Jonas Cleve

InVisible Stories

Die Fotografiereihe »In Visible Stories« beschäftigt sich mit den Eregnissen die entstehen, wenn Passanten mit Murals interagieren und unbemerkt Teil der geschaffenen Streetart werden. Die Personen werden in ein Bild hereingezogen und ergänzen es durch ihre Handlungen. Es ergeben sich Momente, in denen leise Geschichten erzählt werden und der Betrachter achtsam sein muss, um diese zu erwischen. Die Fotoreihe entstand 2015 in Lissabon.





InVisible stories

Street art has long been part of Lisbon‘s culture. Until the 18th century, there was a tradition of all-white buildings. After the earthquake of 1755, richer areas began to incorporate colour and tiles into walls. Early graffiti was perhaps the poor man‘s answer to those expensive tiles. Following the democratic revolution in 1974, this self-expression increased. Now, tags and scribbles cover all over the streets.
Graffiti can be a big disgrace for a city and also a part of what makes it unique and special, depending on your viewpoint. Even if you dislike the „mess“ of an ancient capital, it is possible to diversify between meaningless scrawls and impressive pieces of urban art with a great artistic value. The city government of Lisbon saw this value for the city and has begun to support the primary underground art movement to bring it everywhere in the city appearance.

The city council made old and empty buildings available to artists and created special areas and walls for creative freedom, like the walls in „Calcada do Gloria“ in Bairro Alto. Even for the older generation street art turned to an interesting and funny activity to feel younger again and to bring new life in the everyday life, how the organisation „LATA 65“ shows. They are offering special street art workshops for senior citizens.

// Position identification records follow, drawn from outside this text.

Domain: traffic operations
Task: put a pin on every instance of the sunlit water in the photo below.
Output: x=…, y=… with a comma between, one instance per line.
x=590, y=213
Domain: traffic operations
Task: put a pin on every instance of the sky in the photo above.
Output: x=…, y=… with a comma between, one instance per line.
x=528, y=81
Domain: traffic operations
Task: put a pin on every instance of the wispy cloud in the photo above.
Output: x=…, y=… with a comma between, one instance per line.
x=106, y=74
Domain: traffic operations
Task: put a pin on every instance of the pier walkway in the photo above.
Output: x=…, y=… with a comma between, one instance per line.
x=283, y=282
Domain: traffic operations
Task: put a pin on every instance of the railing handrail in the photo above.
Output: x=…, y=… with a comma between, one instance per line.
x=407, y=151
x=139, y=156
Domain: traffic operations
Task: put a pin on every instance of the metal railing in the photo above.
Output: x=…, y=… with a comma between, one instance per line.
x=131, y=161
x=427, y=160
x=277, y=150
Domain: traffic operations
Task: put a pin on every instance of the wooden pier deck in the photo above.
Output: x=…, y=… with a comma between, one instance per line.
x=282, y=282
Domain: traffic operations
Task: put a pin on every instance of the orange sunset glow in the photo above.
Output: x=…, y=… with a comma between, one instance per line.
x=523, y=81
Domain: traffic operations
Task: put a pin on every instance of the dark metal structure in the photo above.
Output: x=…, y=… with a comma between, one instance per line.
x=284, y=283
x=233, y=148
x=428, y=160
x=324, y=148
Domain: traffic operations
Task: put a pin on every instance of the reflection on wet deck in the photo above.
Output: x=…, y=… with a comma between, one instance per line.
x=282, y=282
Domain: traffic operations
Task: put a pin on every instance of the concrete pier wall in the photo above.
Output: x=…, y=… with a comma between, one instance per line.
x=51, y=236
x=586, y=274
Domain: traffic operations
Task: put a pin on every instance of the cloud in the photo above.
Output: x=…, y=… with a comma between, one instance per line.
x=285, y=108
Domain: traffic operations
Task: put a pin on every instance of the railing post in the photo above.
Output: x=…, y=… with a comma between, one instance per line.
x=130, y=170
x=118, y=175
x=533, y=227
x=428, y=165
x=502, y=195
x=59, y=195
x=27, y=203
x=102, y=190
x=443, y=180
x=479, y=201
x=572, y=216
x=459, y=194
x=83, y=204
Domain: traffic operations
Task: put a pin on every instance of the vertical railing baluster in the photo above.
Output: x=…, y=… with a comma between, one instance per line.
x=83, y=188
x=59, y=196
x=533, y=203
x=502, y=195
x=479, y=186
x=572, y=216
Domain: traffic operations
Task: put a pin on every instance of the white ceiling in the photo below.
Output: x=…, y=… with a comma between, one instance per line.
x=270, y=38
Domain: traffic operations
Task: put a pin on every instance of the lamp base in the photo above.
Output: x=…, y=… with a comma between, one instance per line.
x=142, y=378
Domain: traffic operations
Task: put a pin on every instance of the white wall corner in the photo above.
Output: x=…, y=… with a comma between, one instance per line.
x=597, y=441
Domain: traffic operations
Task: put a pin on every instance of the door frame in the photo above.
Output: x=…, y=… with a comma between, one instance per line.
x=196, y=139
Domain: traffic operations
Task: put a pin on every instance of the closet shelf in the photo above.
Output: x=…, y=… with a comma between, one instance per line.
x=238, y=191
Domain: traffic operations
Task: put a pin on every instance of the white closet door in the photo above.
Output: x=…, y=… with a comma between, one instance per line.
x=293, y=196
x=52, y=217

The „Galleria de Arte Urbana“ (GAU) publishes the newest discoveries of street art and tries to collect pictures of them, to save them for a long time. They have a good reason to do this. Urban street art is a very fast and fading art movement, which can be destroyed or over painted in every moment. Today there might be a great masterpiece of street art and on the following day it can be changed or gone forever.

Although the paintings are everywhere in the city, sometimes they seem to be invisible, so that the people of Lisbon don´t see them anymore. They don´t notice what the urban street art is doing with the city. In every way the graffitis are telling stories and interfere in their surroundings, and that way more than expected.
Big paintings and big walls don´t stay still at the location they are placed. Of course they don´t move, but they are interacting and changing their surroundings in a way, that the whole city is telling stories and fairy tales at every corner. The main actors in these colourful worlds are the passers-by, which walk on the streets, the pavements or the small alleys of Lisbon. The interesting point is, that they don´t even recognize that they are part of a second city with big monsters, giant crocodiles and happy beings at the walls.

A big dark giant is caught in a dark blue sky behind a brick wall, he tries to grab for people to kidnap them through small windows into his own world. A blue being makes a big red spider fall down on the people at the street. The pink panther is not this friendly guy everybody used to know, he turned to an angry criminal who threatens a man at the stairs. A big battle between two war-robots takes place in the middle of a busy street and nobody seems to fear them. A huge giant is scared by the people who pass him and he tries to hide, but he is quite simply too tall to hide.

The photojournalism student Jonas Cleve made a journey of discovery through the streets of Lisbon to search these stories, the people are getting to forget. The stories he found are maybe still there or changed to new stories. The people just have to open their eyes.